Nuclear's role confirmed in TVA plan

07 March 2011

Nuclear energy features heavily in the Tennessee Valley Authority's (TVA's) newly completed integrated resource plan (IRP), which will direct the authority's developments over the next two decades. 


Watts Bar (TVA)
TVA's Watts Bar nuclear plant (Image: TVA)

The plan identifies the resources that will be needed to satisfy expected energy demand in the Tennessee Valley region over the next 20 years, said the authority. Together with an environmental impact statement (EIS), it was draw up after "extensive analysis and collaboration with TVA partners and stakeholders" over a two-year period.

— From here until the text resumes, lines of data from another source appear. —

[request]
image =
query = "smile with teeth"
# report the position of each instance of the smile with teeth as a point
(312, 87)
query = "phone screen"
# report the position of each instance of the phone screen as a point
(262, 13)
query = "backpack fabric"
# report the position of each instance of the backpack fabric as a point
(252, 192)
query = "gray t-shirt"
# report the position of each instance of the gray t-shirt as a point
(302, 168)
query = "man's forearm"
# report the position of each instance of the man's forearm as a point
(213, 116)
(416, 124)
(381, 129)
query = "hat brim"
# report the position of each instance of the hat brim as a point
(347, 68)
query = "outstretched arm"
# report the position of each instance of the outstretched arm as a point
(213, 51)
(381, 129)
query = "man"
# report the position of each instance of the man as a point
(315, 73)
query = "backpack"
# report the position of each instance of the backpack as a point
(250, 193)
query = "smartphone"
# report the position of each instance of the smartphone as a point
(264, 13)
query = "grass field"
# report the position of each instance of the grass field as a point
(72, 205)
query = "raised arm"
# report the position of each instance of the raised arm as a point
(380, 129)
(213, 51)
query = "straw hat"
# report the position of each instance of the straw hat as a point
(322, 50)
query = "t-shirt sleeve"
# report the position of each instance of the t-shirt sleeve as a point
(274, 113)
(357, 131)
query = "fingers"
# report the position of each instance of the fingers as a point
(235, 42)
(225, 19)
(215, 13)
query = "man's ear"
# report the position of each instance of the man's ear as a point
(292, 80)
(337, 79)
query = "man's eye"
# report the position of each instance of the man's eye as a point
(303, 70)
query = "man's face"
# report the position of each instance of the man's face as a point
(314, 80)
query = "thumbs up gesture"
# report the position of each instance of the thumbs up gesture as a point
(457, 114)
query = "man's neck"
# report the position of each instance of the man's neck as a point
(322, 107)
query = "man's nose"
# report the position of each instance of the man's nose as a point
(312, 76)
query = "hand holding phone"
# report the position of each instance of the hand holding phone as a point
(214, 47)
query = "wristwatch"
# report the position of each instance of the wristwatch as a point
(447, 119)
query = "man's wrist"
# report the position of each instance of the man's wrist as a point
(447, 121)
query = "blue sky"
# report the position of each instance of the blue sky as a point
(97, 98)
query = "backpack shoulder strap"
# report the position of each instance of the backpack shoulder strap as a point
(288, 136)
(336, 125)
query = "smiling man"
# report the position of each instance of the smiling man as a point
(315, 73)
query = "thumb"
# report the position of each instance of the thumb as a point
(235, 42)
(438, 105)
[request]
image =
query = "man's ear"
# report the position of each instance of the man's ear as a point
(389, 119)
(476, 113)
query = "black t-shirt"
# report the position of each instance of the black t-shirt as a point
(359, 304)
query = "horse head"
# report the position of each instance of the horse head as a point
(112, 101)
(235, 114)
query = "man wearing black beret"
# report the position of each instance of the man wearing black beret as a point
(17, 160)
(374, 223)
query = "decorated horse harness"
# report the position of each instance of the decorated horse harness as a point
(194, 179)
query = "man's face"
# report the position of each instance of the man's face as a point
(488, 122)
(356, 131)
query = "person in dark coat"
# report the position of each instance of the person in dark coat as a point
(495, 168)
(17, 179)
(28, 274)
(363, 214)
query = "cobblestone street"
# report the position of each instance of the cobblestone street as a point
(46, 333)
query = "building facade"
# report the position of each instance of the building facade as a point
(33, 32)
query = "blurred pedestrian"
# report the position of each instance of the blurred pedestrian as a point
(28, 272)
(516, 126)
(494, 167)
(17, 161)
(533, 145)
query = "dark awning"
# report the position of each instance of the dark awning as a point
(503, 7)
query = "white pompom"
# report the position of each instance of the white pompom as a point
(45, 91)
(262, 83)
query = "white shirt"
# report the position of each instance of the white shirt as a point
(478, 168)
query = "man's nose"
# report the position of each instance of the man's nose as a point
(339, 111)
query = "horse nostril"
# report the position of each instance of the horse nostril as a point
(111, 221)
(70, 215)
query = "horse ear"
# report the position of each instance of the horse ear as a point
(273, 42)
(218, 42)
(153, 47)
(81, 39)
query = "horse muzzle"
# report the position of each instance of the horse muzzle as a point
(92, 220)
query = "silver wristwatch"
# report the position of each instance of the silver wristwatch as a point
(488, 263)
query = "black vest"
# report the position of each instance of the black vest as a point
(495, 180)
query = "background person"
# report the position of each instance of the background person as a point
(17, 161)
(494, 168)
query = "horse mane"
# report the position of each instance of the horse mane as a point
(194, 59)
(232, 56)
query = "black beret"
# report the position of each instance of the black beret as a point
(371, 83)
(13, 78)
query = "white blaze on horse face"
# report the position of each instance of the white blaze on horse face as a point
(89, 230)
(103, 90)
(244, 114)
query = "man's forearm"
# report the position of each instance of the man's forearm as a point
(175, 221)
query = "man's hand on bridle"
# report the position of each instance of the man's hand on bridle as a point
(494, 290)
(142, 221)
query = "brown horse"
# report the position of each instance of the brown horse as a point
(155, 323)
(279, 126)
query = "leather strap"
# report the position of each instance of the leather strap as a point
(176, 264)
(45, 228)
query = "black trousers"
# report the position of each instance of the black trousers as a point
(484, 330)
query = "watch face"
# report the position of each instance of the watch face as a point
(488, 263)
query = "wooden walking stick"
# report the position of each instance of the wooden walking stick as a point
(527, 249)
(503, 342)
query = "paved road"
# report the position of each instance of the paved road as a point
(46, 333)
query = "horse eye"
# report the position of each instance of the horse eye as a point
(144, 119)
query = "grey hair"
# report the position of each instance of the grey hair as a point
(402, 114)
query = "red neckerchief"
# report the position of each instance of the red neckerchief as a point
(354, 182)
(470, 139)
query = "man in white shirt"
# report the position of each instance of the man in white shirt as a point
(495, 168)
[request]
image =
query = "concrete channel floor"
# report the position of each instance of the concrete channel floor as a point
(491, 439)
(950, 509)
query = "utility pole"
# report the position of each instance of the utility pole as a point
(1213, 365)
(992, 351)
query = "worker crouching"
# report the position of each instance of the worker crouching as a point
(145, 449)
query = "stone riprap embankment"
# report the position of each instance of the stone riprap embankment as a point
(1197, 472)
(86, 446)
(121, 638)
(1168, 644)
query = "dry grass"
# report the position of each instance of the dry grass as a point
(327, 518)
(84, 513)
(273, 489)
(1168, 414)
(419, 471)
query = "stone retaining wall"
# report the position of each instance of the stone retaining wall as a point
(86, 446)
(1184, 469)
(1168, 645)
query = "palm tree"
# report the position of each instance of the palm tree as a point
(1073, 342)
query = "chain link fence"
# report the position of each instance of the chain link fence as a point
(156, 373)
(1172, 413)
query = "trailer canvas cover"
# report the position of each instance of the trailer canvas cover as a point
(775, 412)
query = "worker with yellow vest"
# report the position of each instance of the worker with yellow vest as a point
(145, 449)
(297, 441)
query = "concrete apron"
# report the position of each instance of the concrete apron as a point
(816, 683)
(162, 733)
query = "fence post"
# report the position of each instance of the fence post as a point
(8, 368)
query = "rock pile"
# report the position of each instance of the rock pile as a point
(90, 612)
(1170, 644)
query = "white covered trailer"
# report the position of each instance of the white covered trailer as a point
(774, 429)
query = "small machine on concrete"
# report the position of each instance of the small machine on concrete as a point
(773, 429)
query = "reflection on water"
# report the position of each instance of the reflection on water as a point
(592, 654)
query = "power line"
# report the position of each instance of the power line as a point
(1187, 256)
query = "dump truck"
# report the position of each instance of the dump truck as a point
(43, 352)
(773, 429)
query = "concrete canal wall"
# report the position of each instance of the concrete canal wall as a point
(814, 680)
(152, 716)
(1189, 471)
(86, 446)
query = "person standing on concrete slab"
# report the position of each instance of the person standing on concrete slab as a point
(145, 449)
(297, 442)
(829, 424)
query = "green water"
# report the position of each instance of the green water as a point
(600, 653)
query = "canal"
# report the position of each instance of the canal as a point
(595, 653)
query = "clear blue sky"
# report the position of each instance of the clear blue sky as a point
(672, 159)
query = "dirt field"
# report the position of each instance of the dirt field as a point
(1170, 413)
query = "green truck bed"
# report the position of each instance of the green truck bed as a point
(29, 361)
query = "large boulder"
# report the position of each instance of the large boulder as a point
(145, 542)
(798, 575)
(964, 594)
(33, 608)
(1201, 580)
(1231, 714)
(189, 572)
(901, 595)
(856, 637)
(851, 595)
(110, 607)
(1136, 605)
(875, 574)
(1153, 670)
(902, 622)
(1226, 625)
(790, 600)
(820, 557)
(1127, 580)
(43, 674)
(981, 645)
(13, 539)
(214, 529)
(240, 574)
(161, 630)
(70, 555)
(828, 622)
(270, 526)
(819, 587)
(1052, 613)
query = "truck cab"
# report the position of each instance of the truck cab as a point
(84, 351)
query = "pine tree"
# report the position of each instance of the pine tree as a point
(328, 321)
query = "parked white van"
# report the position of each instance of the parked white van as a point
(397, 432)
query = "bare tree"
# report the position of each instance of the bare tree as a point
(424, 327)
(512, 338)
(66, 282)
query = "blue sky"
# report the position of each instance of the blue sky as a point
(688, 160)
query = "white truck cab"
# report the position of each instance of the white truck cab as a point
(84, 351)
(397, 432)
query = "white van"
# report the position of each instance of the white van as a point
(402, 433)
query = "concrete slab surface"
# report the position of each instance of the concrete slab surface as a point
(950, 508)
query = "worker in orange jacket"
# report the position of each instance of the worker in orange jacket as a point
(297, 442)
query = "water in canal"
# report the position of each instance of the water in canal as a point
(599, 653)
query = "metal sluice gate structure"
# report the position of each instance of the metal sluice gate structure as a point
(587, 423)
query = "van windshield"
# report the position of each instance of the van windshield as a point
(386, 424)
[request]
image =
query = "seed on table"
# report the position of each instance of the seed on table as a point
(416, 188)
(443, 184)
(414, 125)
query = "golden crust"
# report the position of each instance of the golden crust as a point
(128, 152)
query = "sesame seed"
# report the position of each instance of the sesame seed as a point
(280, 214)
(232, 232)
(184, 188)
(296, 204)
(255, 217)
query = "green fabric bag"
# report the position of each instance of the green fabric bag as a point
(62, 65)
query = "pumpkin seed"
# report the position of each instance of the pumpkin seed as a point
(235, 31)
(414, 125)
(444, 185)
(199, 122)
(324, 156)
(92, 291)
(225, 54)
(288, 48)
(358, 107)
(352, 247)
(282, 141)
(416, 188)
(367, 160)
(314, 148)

In its draft IRP, TVA developed six future energy scenarios plus two different iterations of a reference forecast, then applied five different strategies to different scenarios to arrive at three top-ranked strategies for further investigation. From those top-ranked strategies, a so-called recommended planning direction was developed, which was then evaluated over all eight of the identified scenarios.
The final recommended planning direction sees the TVA adding nuclear capacity from a minimum of 1150 MWe - represented by the ongoing completion of Watts Bar unit 2 - up to a maximum of 5900 MWe in the period 2014-2029. New natural gas-fired capacity of 900-9300 MWe is foreseen on a similar timescale, while new coal capacity of up to 900 MWe might be needed by the end of the forecast period.
Going further, nuclear expansion is called for under all scenarios except those that forecast a significant economic downturn, when no load growth was anticipated.
Next steps recommended for nuclear energy in the IRP document include completing project specific evaluation of the technology earmarked for new nuclear capacity at the at Bellefonte site and refining timings for the project. Work was abandoned on two 1213 MWe Babcock & Wilcox pressurized water reactors at the site in the 1980s, but the TVA has requested that site's construction licence be reinstated with a view to completing one of the units as a preferable route to an entire new-build project. The document also recommends the continuation of studies on the development of small modular reactors.
The strategy underlines TVA's already avowed plan to "lead the nation in improved air quality and increased nuclear production," the authority claims. "TVA's IRP has produced an energy resource strategy that will help TVA meet the Tennessee Valley region's energy demands in the future in a sustainable manner. Implementing this strategy will also help TVA meet its renewed vision - to be one of the nation’s leading providers of low-cost and cleaner energy by 2020," it concludes.
The TVA's board of directors will be asked to approve the recommended planning direction at a meeting on 14 April.